In discussing the extent of the bubble, Gerzma writes “Further signs of this worrying disconnect emerged as we examined the extent of the gap between business and consumer perceptions of brand value”. What’s funniest there is the phrase “worrying disconnect”. To me it seems like a “reconnect” between consumers and reality that can only be worrying to big advertising agencies and to CFO’s with overvalued brands.
All that money companies have poured into ineffective marketing efforts — driven by “gut feel”, and marked by a complete inability to measure performance in any truly analytical way — is money thrown away. It’s lost, it’s gone. We have tools that measure the effectiveness of most of these things now in hard numbers, and the brand game is up, it’s done.
Still someone with a “CxO” title at a major agency has a responsibility to evangelize for his industry, be he right or wrong. He applauds the performance of brands who are “innovating beyond advertising”, such as in product development, corporate social responsibility and sustainability”. I hate to break it to him, but in these cases the brand is just an identifier that links a consumer to an enterprise that is doing these real, tangible things such as producing good products in a responsible way. Now there’s an insight!
Gerzma wraps up his weak argument that big agencies somehow still have a purpose with “today, everything is marketing and only creativity matters if a brand is to hold its value in this rapidly transforming and unforgiving marketplace.” This is a complete and utter contradiction of the reality that he has observed but still cannot accept: good products and good service are everything, and marketing is in large part the process of communicating the good things you do through various channels. Worse, some channels cannot be controlled, such as social media.

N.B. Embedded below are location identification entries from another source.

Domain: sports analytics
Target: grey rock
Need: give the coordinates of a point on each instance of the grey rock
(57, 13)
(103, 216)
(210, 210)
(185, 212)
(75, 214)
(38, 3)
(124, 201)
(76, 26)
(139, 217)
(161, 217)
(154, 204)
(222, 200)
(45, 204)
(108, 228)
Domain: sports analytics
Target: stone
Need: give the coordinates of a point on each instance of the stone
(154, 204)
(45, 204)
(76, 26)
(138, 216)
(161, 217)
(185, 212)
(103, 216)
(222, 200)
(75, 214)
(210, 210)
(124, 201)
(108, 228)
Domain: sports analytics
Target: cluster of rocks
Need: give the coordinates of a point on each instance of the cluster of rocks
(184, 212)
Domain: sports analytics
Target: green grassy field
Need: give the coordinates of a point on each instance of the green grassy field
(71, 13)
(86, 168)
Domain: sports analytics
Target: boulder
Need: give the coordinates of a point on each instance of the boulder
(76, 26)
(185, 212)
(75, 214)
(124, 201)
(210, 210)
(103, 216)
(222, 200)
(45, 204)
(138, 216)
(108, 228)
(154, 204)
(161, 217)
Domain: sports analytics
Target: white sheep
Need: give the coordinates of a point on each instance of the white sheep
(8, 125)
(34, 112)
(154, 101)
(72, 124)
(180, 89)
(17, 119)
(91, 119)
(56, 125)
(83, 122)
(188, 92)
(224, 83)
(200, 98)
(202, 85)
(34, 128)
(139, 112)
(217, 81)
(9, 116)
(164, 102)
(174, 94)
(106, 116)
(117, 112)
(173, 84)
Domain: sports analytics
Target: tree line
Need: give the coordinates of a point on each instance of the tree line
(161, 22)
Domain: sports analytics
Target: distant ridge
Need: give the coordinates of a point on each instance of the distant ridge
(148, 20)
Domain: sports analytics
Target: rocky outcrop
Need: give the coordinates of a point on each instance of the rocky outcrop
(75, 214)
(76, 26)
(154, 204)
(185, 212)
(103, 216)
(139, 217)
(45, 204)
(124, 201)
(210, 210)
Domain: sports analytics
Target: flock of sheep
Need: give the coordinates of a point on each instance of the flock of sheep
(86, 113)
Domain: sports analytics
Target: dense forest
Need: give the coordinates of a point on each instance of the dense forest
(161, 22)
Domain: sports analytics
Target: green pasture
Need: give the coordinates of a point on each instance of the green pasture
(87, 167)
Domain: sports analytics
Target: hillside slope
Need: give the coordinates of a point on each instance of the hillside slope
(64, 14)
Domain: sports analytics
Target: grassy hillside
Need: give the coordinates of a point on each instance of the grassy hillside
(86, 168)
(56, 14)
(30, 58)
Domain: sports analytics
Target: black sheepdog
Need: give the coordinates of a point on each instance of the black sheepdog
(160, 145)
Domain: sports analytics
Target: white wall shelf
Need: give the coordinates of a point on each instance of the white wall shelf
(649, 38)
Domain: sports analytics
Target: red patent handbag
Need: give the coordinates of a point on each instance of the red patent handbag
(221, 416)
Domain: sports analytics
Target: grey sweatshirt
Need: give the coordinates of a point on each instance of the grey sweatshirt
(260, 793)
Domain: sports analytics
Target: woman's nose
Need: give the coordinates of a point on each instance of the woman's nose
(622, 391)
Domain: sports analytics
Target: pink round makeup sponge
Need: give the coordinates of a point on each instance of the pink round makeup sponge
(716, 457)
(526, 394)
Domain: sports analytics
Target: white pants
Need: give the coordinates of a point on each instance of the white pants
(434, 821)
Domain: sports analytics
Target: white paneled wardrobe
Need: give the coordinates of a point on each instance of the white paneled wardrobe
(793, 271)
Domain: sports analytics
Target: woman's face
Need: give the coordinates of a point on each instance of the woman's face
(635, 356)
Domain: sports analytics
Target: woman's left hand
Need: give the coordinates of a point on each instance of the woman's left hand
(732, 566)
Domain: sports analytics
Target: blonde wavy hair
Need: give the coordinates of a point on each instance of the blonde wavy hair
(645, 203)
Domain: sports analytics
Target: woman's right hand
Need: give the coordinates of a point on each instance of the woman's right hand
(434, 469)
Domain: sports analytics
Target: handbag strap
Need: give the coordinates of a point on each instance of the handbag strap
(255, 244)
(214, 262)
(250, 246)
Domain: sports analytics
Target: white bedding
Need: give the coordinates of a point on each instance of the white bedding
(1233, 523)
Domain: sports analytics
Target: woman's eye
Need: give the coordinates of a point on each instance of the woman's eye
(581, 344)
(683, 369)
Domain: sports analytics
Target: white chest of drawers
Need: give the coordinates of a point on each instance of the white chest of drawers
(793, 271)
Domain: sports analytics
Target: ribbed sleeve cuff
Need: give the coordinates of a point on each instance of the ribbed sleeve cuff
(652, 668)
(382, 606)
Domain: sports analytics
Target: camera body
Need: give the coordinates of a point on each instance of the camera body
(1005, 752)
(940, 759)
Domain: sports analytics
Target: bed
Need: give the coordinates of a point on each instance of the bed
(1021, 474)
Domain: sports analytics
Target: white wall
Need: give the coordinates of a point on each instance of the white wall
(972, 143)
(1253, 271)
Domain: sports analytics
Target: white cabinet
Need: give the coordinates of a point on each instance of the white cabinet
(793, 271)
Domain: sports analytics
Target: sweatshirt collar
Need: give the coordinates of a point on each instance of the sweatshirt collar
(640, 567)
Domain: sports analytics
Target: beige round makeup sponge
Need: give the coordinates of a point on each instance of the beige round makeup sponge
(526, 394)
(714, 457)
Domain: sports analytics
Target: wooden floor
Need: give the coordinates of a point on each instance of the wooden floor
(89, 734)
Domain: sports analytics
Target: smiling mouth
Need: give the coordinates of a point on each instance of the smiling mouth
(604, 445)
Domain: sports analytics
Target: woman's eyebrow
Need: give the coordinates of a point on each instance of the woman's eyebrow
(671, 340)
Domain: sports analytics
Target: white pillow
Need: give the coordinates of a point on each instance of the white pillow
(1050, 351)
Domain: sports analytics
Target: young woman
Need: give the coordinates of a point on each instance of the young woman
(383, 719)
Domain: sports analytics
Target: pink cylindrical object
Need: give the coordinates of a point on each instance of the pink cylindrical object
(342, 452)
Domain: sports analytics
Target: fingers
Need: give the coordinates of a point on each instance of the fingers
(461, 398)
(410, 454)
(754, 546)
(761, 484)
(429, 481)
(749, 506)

The days of managing a message through monolithic media are long gone. Now it’s about doing a excellent job and getting people to talk about what your organization does in a genuine way. Social media can be influenced, but ham-handed attempts to “manage” it are almost certainly destined to end badly. If I was involved in a big advertising agency, that’s the bubble I would be most worried about. That and keeping my resume up to date.